俺とニーニャはあんな事があった夜なのでとても気まずかったのだが、そんな事がどうでも良くなるほどの報告だ。


イヤシスの妊娠が発覚したのだ!


何でも、一ヶ月も前からずっとつわりが続いていたらしい。

味覚の変化、嘔吐、吐き気、倦怠感…この症状は俺を産む前にも感じた事だったのですぐに妊娠だと分かったらしい。


楽しみだ。


女の子か男の子のどっちかはまだ分からないようだ。


うーん、個人的には妹が欲しいな!二人!


名前は家族皆んなで名付けた方がいいだろう。


ん?


ニーニャのやつ、浮かない顔してどうしたんだろう。


この時、俺は猛烈に嫌な予感がしたが考えるのはよしておこう。



その悪い予感は、すぐに当たる事になる。




ーー


二ヶ月後。


今日ーー俺達家族は、ニーニャの呼び掛けによってリビングに集められていた。


何が行われるのか分からず首を傾げる俺以外の3人と何となく状況を理解して冷や汗をかいている俺。

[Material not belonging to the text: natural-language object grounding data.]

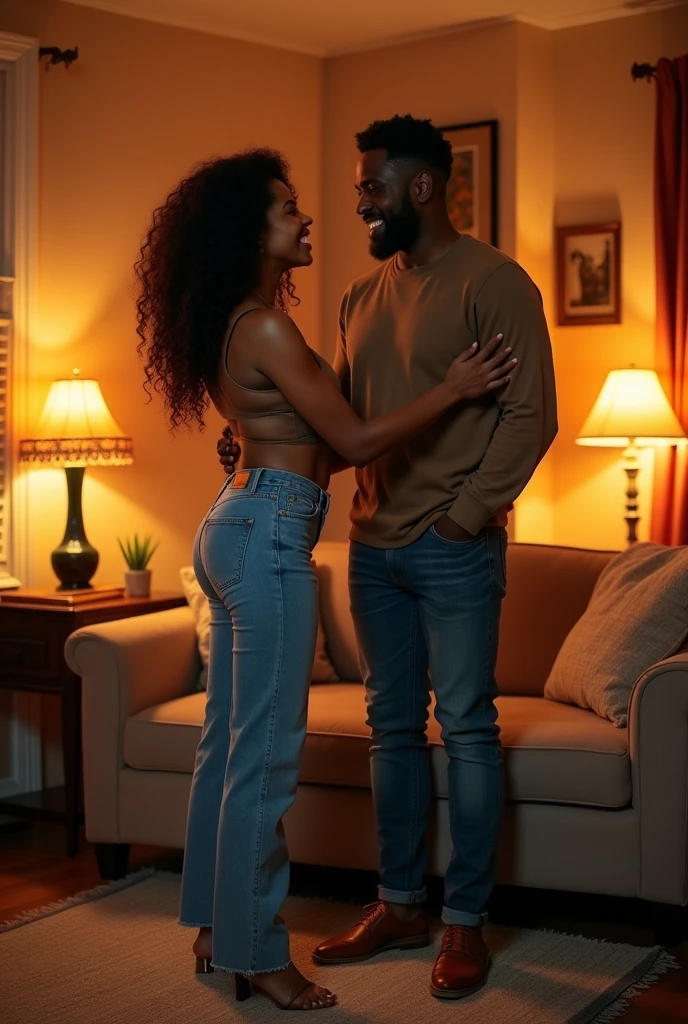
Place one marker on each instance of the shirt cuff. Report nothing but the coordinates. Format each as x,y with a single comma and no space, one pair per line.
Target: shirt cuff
469,513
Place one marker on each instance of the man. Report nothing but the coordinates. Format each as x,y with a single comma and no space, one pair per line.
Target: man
428,545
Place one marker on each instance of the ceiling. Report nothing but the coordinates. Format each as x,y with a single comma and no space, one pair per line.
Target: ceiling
327,28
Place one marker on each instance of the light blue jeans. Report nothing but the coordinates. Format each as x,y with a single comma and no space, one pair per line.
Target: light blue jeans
252,557
426,615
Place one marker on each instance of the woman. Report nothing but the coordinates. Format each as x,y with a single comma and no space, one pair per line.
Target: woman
215,284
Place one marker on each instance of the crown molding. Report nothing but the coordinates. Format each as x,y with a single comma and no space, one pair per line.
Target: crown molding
198,25
554,23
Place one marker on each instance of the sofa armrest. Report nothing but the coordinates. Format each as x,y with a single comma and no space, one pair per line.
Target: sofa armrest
658,741
125,666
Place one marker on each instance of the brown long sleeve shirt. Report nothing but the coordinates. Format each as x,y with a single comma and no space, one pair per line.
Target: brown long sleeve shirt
399,331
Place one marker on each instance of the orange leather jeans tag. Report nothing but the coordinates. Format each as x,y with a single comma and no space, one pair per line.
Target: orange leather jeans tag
241,479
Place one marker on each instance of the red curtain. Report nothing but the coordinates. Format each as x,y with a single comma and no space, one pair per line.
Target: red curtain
670,508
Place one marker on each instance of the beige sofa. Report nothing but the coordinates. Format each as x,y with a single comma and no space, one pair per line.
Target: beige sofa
590,807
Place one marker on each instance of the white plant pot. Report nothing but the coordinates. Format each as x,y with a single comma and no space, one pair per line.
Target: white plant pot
137,583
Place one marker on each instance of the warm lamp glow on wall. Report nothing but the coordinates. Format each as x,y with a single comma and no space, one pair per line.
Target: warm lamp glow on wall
632,412
76,430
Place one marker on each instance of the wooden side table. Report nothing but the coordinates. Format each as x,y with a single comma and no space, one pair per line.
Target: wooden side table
32,659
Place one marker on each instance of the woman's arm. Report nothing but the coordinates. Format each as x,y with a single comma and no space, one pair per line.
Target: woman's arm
282,354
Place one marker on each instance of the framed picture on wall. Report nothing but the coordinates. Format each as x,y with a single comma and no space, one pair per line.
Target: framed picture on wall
589,274
471,194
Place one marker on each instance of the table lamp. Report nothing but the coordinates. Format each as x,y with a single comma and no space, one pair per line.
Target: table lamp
76,430
632,412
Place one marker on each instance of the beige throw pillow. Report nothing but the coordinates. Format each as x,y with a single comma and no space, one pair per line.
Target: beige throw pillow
324,670
637,615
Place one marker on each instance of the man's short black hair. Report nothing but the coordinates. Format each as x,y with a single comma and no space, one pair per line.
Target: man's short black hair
405,137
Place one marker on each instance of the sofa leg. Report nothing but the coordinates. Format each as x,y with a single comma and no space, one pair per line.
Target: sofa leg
670,924
113,859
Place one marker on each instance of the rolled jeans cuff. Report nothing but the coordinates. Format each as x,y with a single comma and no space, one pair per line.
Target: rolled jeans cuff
463,918
404,898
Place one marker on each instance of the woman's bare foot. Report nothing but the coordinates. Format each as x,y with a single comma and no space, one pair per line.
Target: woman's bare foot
203,947
290,988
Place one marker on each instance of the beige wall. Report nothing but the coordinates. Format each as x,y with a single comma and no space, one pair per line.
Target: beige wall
141,104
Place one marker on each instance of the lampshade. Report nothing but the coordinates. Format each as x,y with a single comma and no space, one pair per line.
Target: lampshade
632,409
77,428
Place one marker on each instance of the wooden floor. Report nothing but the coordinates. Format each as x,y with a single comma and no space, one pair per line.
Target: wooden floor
35,870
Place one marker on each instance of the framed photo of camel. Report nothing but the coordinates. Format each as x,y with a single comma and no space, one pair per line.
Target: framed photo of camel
589,274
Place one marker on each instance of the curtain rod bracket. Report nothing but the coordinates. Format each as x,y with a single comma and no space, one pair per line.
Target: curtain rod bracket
643,71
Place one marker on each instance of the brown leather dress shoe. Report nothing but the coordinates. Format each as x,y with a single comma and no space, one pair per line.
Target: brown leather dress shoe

そして遂に、ニーニャは両親の前で土下座をしその重たい一言を発する。


「奥様、旦那様…誠に申し訳有りません。妊娠してしまいました。」


「「は?」」


その妊娠報告に、皆が凍りついた。


はははは…終わった。


「だ、誰の子なんだ?」


イアソンが冷や汗をかきながら、土下座をするニーニャに向かってそう聞いた。

一方のイヤシスは、焦る様子は無いが驚いてはいるようだ。


「ダ、ダイン様の子です…」


「は?、、、、ハァァァァァァア!?」

「……ッ!!?」

「え?」


まぁ、そうなりますよね…本当に大変な事をしてしまいました…


イヤシスは衝撃のあまりに、その場に崩れ落ちてしまう。


アルマもまた衝撃を隠せない様子であんぐりと口を開けている。


イアソンは……


「おい、ニーニャ!自分が何をしたか分かっているのか!?」


二人以上に取り乱し、叫ぶ。


「本当に…申し訳ありません…」

「誤って済むような問題じゃないのよ!貴方がダインに子供に向けるような目で見てなかった事は知ってたけど、まさかこんな事になるなんて…」


イヤシスの瞳には一粒の涙が流れる…ニーニャは何も言えずただただ下を向いて今にも泣きそうになっている。

どうして、ニーニャだけが攻められているんだ。


俺は、ダメだと分かっていながらそれを受け入れてしまったんだ。

責任なら俺にもある。

このままでは、ニーニャは最悪の場合でも追放されてしまう。


エレシウス領はアムスフィア王国の北西に位置している。

彼女の実家はアムスフィア王国の南東の領地にある。


一言で言って遠い…歩きでは半年…馬車で向かったとしても数ヶ月はかかる距離…とても帰れと言われてすぐに帰れるような距離じゃない。


この世界は日本の様に治安が比較的に良い訳ではない。

移動したその間に、盗賊などの悪者に襲われる確率は高いとは言い切れないが無いとも言い切れない。


それに彼女は妊婦だ。

妊婦がたった一人でそんな長距離を移動するなんて無謀すぎる。

一応、舞神流は中級までの実力者だが…出来ることは限られている。

場合によっては、お腹の子諸共、死んでしまう可能性だってある。


イヤシスの表情から察するに相当な葛藤があるのだろう。


彼女には返しても返し切れない恩がある。


「母さま…ニーニャが悪い訳ではないんです。僕が無理矢理に関係を迫ったんです。」

「え?」

「な、それは本当かダイン!」

「どう言う事?」

「僕はニーニャの弱みを握って、それを口実に彼女を脅して無理矢理襲ったんです。」


さ、流石に無理があるか…普通に考えればこんな小さくて性に乏しい子供がニーニャの弱みを握って襲うなど有り得ない。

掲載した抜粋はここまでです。